He bowed the heavens also, and came down. And darkness was under his feet. And he rode upon a cherub, and did fly. Yea, he did fly upon the wings of the wind. (Psalm 18:9-10)
This picture of God’s active, sovereign, and mighty involvement in the affairs of men may conjure up images of Superman, but David’s vision of being rescued by his redeemer is not fiction. It is likely that David was imagining a time in the future when the Lord, Jesus would be actively engaged in the affairs of men.
David’s statement, “The LORD rewarded me according to my righteousness; according to the cleanness of my hands hath he recompensed me” (Psalm 18:20) might seem pretentious unless you understand that David had devoted his heart and life to the service of the LORD and his godliness was the fruit of God’s gracious working in his heart.
The word translated recompense, shûwb (shoob) means to turn back. “The process called conversion or turning to God is in reality a re-turning or a turning back again to him from whom sin has separated us” (7725). David experienced conversion, not in the same way a New Testament Believer does, but he gave his life to the Lord and I believe he had a rebirth or regeneration of his spirit.
What David was lacking in the process of salvation was remission of his sins. It says in Hebrews 9:22, “almost all things are by the law purged with blood; and without shedding of blood is no remission.” The Greek word for remission, aphesis (af´- es – is) “denotes a release, from bondage, imprisonment, liberation from captivity and remission of debt. It also means forgiveness or pardon, of sins (letting them go as if they had never been committed)” (859).

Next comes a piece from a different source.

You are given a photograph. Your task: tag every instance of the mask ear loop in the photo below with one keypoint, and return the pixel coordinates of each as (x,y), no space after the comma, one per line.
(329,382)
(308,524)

David proclaimed, “I have kept the ways of the LORD, and have not wickedly departed from my God” (Psalm 18:21). David did not say he kept the laws of the LORD, he said he kept the ways of the LORD and did not depart from his God. David’s perfect record had to do with his relationship with the LORD. David walked with the LORD and kept to the path that God had chosen for him. He was obedient to the will of the LORD and confessed his sin throughout his entire life.

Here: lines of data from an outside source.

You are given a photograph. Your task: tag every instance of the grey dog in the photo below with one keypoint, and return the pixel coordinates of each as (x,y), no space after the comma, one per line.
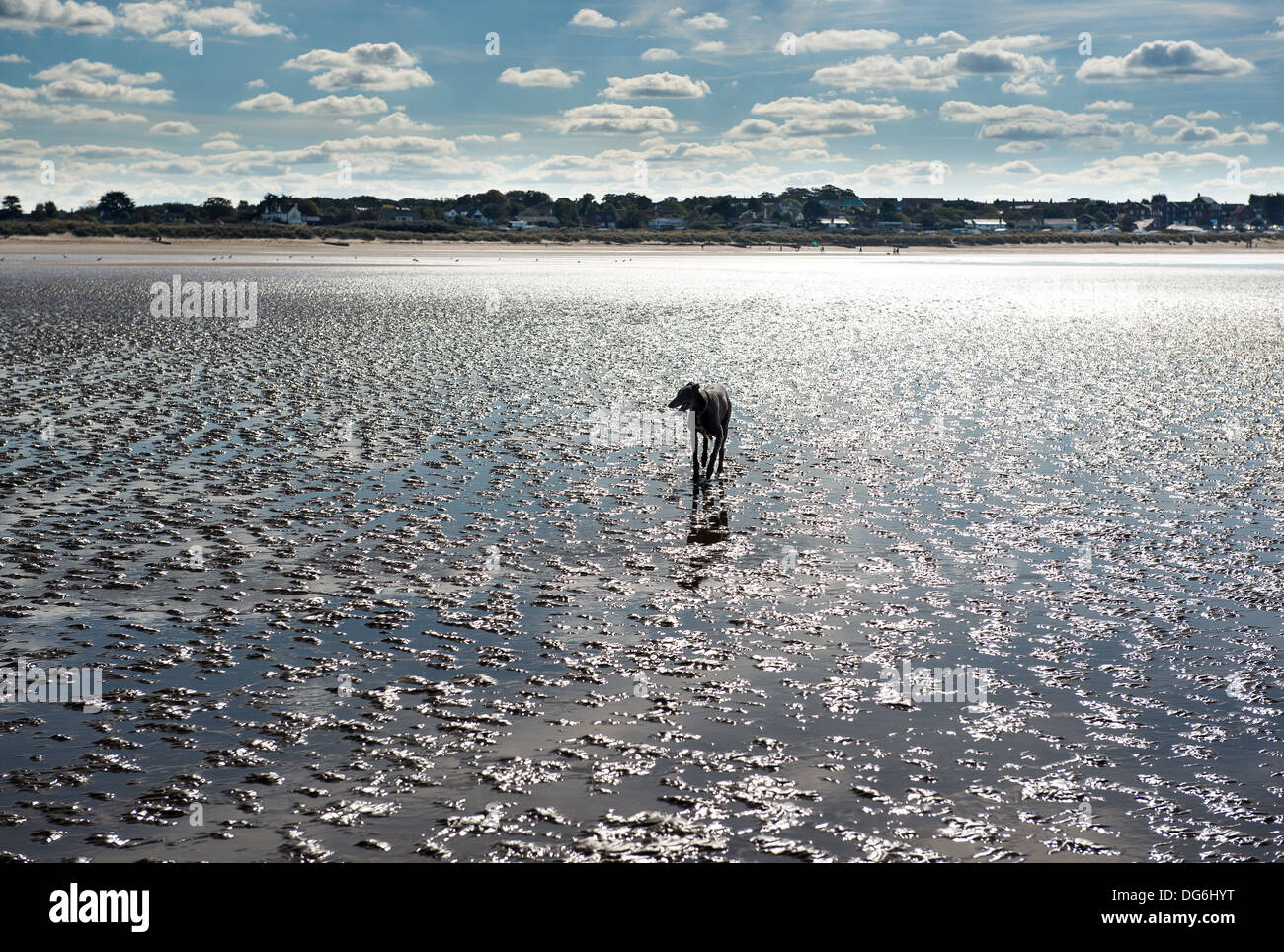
(711,407)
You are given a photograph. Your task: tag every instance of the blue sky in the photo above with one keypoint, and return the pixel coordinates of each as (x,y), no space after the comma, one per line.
(1043,100)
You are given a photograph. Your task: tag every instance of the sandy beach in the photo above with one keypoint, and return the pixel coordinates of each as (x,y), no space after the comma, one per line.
(52,249)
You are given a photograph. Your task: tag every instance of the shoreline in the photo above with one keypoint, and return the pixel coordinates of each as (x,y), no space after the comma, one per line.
(299,250)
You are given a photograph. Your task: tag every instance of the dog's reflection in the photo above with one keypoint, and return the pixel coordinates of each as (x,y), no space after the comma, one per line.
(710,523)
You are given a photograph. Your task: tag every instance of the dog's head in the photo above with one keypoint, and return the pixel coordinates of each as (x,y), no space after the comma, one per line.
(687,398)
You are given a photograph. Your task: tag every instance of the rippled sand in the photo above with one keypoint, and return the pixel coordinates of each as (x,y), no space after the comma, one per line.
(412,569)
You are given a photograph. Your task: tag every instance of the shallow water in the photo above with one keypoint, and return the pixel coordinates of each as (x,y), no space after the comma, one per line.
(412,567)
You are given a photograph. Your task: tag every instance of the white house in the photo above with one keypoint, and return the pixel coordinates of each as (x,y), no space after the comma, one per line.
(293,217)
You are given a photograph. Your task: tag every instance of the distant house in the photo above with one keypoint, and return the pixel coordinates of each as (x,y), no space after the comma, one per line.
(398,214)
(533,221)
(475,217)
(281,217)
(916,205)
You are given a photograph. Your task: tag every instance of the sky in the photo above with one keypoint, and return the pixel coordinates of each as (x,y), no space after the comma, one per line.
(179,100)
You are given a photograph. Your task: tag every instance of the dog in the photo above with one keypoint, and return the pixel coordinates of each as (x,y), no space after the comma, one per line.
(711,407)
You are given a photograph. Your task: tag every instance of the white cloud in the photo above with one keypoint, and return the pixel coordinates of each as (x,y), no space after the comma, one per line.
(1017,167)
(950,38)
(174,128)
(222,141)
(616,117)
(159,18)
(71,16)
(82,78)
(398,122)
(998,55)
(655,86)
(1038,123)
(326,106)
(1186,131)
(550,76)
(707,21)
(836,40)
(381,67)
(589,17)
(817,117)
(1164,59)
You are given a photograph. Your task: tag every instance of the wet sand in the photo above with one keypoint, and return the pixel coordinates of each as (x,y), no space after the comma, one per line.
(50,249)
(373,579)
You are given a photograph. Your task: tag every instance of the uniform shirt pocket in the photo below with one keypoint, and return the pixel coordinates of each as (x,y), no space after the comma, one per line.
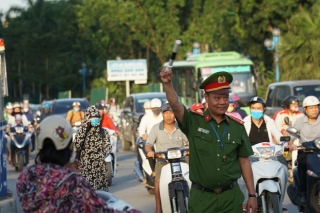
(202,142)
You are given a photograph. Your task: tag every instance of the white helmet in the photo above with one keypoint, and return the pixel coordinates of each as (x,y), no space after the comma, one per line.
(147,105)
(56,128)
(155,103)
(310,101)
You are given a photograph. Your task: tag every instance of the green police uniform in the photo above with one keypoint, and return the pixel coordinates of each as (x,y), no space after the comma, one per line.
(214,152)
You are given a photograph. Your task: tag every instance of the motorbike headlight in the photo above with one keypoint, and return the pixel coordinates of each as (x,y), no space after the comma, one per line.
(280,152)
(317,143)
(173,154)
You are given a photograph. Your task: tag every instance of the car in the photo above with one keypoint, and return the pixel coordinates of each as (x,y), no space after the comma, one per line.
(130,116)
(63,106)
(277,92)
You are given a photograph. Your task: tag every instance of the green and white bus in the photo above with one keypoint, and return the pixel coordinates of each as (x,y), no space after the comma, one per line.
(188,74)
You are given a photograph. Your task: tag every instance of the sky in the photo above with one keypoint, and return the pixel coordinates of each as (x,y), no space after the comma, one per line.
(6,4)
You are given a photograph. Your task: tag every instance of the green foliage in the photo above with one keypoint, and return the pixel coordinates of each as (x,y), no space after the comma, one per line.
(299,48)
(47,41)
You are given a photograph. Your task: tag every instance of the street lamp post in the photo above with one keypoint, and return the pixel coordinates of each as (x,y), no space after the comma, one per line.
(196,47)
(272,45)
(84,72)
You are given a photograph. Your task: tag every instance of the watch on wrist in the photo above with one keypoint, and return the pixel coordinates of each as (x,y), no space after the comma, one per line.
(253,195)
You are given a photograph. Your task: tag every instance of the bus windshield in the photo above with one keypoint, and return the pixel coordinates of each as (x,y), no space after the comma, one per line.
(243,79)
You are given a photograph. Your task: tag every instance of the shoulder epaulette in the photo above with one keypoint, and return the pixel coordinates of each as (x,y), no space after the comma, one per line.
(195,112)
(236,120)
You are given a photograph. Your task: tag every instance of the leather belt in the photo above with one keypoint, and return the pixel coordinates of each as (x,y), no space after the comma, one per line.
(215,191)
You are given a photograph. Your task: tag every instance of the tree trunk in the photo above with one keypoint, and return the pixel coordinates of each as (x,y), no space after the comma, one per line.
(47,84)
(20,81)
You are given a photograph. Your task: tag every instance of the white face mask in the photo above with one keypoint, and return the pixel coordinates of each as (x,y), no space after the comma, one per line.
(148,112)
(294,109)
(73,157)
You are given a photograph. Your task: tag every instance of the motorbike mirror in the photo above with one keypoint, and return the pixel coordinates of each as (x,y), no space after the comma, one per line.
(127,109)
(286,120)
(285,138)
(292,130)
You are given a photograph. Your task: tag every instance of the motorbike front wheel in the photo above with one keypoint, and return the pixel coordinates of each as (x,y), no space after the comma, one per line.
(180,202)
(109,168)
(315,198)
(20,163)
(272,202)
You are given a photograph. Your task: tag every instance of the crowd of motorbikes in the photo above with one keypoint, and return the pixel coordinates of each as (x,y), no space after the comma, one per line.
(270,178)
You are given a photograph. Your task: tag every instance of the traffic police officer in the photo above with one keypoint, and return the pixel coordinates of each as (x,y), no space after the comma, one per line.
(219,148)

David said, “As for God, his way is perfect: The word of the LORD is tried” (Psalm 18:30) and concluded Psalm 18 by saying, “Great deliverance giveth he to his king, and showeth mercy to his anointed, to David, and his seed for evermore” (Psalm 18:50). The word evermore or ‘ôlâm in Hebrew means eternity. David knew that in eternity Christ would reign over Israel, therefore, David is stating that the Messiah would come from his seed or be one of his descendants. This must have been an amazing revelation for David. It is clear that David’s understanding of being God’s anointed meant that his seed or one of his offspring would eventually give birth to Jesus Christ who would come down from heaven and complete the process of salvation for David.